The ICO has now had a change of heart

The Information Commissioner’s Office (ICO) is responsible for policing the UK’s interpretation of the EU Cookie law and has recently removed their own Cookie bar from their website ico.org.uk. Thanks to the brilliant www.archive.org we can demonstrate exactly how the ICO’s website looked nearly a year ago when the law came into force – http://web.archive.org/web/20120502075414/http://www.ico.gov.uk/

Does this mean the EU Cookie law is no more and how could we interpret the ICO’s website update?

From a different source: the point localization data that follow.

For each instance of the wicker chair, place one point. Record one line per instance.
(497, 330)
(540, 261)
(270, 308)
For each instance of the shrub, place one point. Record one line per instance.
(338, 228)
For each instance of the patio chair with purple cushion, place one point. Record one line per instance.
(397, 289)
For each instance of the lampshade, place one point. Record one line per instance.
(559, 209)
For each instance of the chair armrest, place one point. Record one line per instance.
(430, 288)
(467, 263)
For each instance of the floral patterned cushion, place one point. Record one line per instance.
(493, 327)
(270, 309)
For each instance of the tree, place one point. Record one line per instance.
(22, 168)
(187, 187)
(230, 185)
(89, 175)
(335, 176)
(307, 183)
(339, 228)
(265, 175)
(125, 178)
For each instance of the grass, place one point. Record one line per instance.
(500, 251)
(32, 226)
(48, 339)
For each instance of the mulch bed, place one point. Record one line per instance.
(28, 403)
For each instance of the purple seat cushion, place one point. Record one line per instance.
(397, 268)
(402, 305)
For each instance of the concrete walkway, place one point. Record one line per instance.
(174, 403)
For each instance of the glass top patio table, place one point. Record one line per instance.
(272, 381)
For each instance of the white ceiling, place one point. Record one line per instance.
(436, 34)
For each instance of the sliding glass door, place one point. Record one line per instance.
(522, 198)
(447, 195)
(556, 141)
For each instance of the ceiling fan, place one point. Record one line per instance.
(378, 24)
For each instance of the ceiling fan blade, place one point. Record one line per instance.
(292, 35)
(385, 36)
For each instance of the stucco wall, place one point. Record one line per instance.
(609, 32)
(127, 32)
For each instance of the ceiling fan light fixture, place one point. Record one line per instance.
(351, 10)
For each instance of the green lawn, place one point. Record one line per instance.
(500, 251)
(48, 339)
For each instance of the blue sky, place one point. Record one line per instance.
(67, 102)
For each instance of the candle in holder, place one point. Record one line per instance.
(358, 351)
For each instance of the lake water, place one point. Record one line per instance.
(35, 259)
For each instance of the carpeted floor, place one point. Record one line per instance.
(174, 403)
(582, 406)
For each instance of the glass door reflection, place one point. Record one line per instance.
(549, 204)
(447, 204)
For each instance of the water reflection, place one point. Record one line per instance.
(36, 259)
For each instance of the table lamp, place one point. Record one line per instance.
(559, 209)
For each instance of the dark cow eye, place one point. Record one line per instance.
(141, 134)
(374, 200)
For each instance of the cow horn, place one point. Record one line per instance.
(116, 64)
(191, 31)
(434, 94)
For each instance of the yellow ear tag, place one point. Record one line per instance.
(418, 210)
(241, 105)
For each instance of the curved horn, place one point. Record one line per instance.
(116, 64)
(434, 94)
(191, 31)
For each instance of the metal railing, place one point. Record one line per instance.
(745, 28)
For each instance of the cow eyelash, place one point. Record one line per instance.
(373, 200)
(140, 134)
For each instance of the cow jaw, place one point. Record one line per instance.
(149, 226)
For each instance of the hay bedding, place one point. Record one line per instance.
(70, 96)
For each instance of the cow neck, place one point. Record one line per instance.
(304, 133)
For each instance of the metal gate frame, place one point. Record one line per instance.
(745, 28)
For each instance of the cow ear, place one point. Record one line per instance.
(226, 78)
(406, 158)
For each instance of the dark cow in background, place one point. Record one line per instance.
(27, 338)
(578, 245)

Well, the law is not going away and it is still very much in effect throughout Europe. However, the new ICO interpretation of the law (that they are still responsible for policing) suggests that as long as you have the information about what Cookies are used on your website in an easy(ish) to find position then you are complying with the law. For reference the ICO have placed their “Cookies” page in the footer of their website.

Final thoughts

In our experience the majority of internet users still do not know what a “Cookie” is and everyone we have spoken to have found the Cookie bars, popups and other permutations fairly irritating.

cookies in a jar

Ending on a positive note, it certainly seems like the ICO has – finally – got the balance right between ensuring that websites are as transparent as possible with their Cookie usage whilst not damaging design or hindering usability.